Certainly! Let's solve each expression step by step.
1. First Expression: [tex]\(85 \sqrt{12} \times \sqrt{18} - 3 \sqrt{8} \times \sqrt{48}\)[/tex]
Break it down into two parts:
- Calculate [tex]\(85 \sqrt{12} \times \sqrt{18}\)[/tex]
- Calculate [tex]\(3 \sqrt{8} \times \sqrt{48}\)[/tex]
Then subtract the second part from the first part.
The value of this expression is 1190.4520149926245.
2. Second Expression: [tex]\(5 \sqrt{8} + \sqrt{32}\)[/tex]
Break it down into two parts:
- Calculate [tex]\(5 \sqrt{8}\)[/tex]
- Calculate [tex]\(\sqrt{32}\)[/tex]
Then add these two results together.
The value of this expression is 19.79898987322333.
3. Third Expression: [tex]\(2 \sqrt{6} \times 3 \sqrt{8}\)[/tex]
Multiply [tex]\(2 \sqrt{6}\)[/tex] by [tex]\(3 \sqrt{8}\)[/tex].
The value of this expression is 41.569219381653056.
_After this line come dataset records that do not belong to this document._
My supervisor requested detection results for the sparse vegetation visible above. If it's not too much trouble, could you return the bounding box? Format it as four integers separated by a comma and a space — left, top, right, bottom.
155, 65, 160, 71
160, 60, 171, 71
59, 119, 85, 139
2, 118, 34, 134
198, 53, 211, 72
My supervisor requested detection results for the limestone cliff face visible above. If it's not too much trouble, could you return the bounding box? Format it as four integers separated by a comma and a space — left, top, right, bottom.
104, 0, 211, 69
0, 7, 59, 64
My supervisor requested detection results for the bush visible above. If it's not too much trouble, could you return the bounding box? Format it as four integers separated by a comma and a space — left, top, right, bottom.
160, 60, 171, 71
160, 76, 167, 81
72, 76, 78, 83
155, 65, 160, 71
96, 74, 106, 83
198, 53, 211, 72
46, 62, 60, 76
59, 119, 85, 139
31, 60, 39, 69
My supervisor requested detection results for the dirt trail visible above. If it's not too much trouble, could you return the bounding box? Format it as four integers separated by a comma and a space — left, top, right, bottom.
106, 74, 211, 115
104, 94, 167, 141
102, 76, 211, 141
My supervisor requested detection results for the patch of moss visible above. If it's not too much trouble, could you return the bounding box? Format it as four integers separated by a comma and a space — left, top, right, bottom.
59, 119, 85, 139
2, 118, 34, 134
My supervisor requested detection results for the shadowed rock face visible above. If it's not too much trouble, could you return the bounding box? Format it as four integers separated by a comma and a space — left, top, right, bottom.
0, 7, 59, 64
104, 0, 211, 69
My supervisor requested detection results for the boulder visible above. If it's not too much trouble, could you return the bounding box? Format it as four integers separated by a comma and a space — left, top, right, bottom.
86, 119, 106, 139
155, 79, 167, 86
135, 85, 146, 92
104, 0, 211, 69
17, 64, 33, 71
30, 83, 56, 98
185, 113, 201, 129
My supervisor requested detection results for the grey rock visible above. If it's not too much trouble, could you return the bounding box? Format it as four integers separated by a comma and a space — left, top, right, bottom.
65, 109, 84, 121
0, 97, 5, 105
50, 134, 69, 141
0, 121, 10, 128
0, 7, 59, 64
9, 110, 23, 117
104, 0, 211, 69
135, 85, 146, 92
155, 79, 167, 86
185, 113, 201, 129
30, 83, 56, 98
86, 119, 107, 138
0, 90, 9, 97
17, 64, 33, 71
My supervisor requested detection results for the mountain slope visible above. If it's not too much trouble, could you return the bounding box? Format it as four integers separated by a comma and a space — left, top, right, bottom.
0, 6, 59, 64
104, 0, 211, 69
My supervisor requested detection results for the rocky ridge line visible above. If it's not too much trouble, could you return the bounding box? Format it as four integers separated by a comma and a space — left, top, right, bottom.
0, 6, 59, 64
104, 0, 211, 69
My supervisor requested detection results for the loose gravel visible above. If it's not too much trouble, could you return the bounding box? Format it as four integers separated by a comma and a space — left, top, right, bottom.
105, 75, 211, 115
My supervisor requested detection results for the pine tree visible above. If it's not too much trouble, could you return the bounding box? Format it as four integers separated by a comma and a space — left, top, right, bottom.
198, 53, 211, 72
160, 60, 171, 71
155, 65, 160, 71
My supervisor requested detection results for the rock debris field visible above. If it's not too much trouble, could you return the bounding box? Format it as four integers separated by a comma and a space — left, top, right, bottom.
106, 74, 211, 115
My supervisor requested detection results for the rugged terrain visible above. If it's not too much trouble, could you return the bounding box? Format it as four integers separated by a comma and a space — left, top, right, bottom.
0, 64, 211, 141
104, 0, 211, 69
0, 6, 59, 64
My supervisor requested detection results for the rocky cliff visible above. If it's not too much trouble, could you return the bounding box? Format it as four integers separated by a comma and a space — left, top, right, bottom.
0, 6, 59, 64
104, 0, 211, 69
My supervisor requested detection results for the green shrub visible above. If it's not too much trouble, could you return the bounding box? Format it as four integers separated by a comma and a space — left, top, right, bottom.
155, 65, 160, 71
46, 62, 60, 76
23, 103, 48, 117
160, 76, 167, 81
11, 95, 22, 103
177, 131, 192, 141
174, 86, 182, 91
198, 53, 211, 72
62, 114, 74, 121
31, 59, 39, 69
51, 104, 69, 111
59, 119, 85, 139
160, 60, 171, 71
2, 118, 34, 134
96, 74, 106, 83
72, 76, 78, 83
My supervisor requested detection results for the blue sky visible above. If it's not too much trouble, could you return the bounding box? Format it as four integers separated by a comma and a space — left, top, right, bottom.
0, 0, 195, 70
Therefore, the detailed results for each of the given mathematical expressions are:
1. [tex]\(85 \sqrt{12} \times \sqrt{18} - 3 \sqrt{8} \times \sqrt{48} = 1190.4520149926245\)[/tex]
2. [tex]\(5 \sqrt{8} + \sqrt{32} = 19.79898987322333\)[/tex]
3. [tex]\(2 \sqrt{6} \times 3 \sqrt{8} = 41.569219381653056\)[/tex]
These results provide the exact values calculated for each expression.